I was away from the mkts for many years after a lot of hard study of technical analysis - which I'm pretty good at - followed by a miserable failure at actual trading. I think one of the first things you realize if you approach trading from that background - intense study of TA - is that interpreting the hard right edge of a live mkt - price action - is a very different animal from analysis of a background chart where you look at static mkt structure. My problem at the time was that I could not reconcile the two.
Which I've realized was really a matter of perspective (and knowledge, of course). I've come to understand, mostly because of Adam Grimes and FT71, that the foundation of analysis of the hre of the chart is probability. (I know this is probably the most obvious thing in the world to so many of you, but I'm speaking to those for whom it is not.) The thing about interpreting past price action - market structure - is that (if we're genuinely competent) we can always be sure. Trading live, we can never ever be sure. In fact that simple little truism addresses one of the psychological barriers to good trading, the whole "being right" thing. Which is where perspective and probability come in; if instead of wanting to be right, one can instead simply want to be on the side of the most probable outcome - with the full realization that a "probable outcome is only that, probable - then it kind of lets you off the hook emotionally. (Here we could get into the whole "Plan Your Trade, Trade Your Plan" thing - probably the greatest truism in trading - but that's for another day.) It also gives you the only viable perspective for approaching TA analysis of a live market.

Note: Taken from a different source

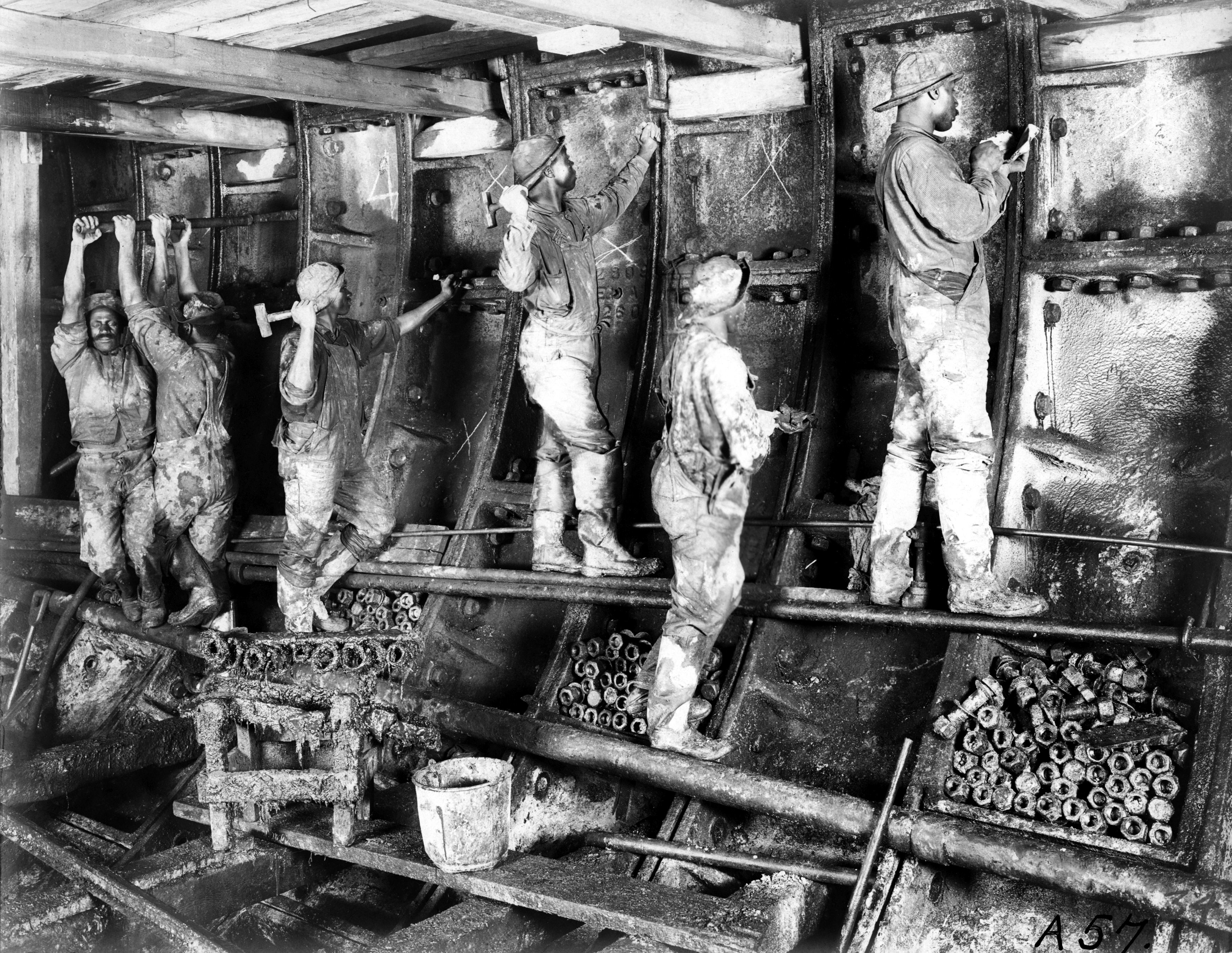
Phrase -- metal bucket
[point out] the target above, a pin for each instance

There are lots of different ways to consider probabilities; there are statistical studies of inside bars and what-have-you bars and volume and indicators and so on and so on, to infinitude; there are the statistics of trading journals such as trading setups and stops and expectancy and so on and so on... All very important, especially the journal. (Don't trade without it.)
But there's also another kind of probability, in my mind anyway, which is both somewhat intuitive and somewhat quantifiable, and is why study of TA and mkt structure is so beneficial. Adam Grimes is very big on probability and statistics but one of the things I like most about him, if I understand him correctly, is that he acknowledges that even if something cannot be statistically quantified that doesn't mean it isn't valid, because that particular "pattern" (for want of a better description, maybe more accurate to say "price behavior"?) is so dependent on context. There are simply too many subtleties and too much noise in the mkts to quantify certain price action. However, if one understands price structure and how the various components interact - accumulation/distribution, consolidation, trend, pullback, swings, support/resistance, springs/upthrusts, momentum, volatility (expansion/contraction), bar interpretation (open, close, high, low, spread), etc. - one can find certain criteria that define a "setup", respective to the context of the current price action and past mkt structure, which one can intuit to have a positive (for your position) probable outcome. (And again, journaling is essential here.) Basically, what we're doing is looking for signals within the noise, something that stands out, a change in price behavior that is telling us something significant may be occurring. This is why we're called "discretionary traders", because everything must be interpreted via the ever-evolving context of that hard right edge. Traders talk about the mkt telling a story, which it most certainly does, but it's a story being written in real time and every next bar is a cliffhanger. You will never, ever have enough information, because if you do, it's too damn late. Because of this, we can only trade via TA according to probabilities.